By David Jablinowitz, World Israel News
Prime Minister Benjamin Netanyahu and Russian President Vladimir Putin spoke by phone Thursday and discussed regional developments, said the Prime Minister’s Office in Jerusalem, adding that the two leaders agreed to meet again soon.
Netanyahu and Putin were to have met Thursday in Russia, but an announcement was made just one day ahead of time that the summit was being postponed.
The encounter would have been the first official meeting since a Russian military plane was downed by Syrian air defenses in September, an incident for which Moscow said that Israel was ultimately to blame.
Word of the phone conversation which took place with Putin sent a message that Netanyahu is still handling the crucial security issues facing Israel, but the political deadline facing the prime minister ultimately forced him to stay home. Thursday was the final day for submitting party lists for the April 9th parliamentary election in Israel.
The prime minister’s concern has centered around public opinion polls which continue to show that the parties comprising the current government coalition would not garner a Knesset majority in the upcoming ballot.

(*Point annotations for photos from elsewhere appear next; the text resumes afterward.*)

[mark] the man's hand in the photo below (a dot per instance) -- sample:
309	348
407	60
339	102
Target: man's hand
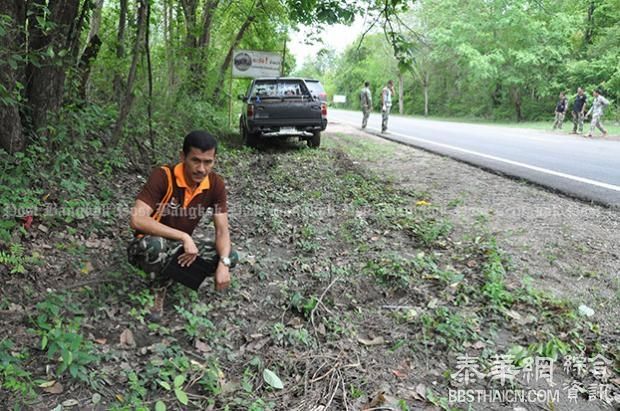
222	277
191	252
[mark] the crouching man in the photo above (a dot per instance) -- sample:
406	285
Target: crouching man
169	208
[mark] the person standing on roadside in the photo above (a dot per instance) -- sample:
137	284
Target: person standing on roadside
365	103
597	110
386	104
560	111
579	108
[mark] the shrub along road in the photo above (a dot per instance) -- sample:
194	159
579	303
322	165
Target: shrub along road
585	168
368	269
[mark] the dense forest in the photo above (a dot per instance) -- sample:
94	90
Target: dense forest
489	59
359	287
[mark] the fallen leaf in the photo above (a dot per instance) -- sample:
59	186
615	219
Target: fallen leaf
374	341
514	315
70	403
92	243
295	322
27	222
87	267
127	339
377	401
472	264
399	374
55	388
272	379
201	346
15	307
96	399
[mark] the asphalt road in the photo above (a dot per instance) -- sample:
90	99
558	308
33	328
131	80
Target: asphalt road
585	168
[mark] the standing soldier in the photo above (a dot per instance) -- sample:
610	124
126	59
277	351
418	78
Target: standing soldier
560	111
386	104
597	110
579	108
365	103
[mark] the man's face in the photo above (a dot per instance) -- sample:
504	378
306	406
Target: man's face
198	164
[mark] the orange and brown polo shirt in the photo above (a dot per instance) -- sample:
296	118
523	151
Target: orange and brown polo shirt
186	206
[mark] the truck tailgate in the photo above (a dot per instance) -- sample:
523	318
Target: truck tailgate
293	111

He pressured smaller right-wing parties into joining forces to avoid a split that would waste votes in favor of the center-left.
On Wednesday night, Jewish Home – flirting with parliamentary extinction, according to the polls – agreed to a joint list with the further-right Otzma Yehudit (“Jewish Strength”) party.
However, early Thursday morning, leading names on the center-left also agreed to a unified list.
According to a public opinion poll released Wednesday before the latest merger developments, the current government coalition parties receiving a combined 59 seats in the 120-seat Knesset.
The largest party, according to the Panels Politics/Walla poll, remained Netanyahu’s Likud with 31 seats. Israel Resilience and Yesh Atid were polled separately, before the announcement of a joint list, gaining 19 and 13 seats respectively, which would mean edging out the Likud by one seat running together, though pundits say that future polls will better assess the impact of the decision by those two parties to compete together.
In the meantime, the prime minister was continuing to receive calls from others on the right to unite the Likud with smaller parties of a similar ideology to further help his own cause.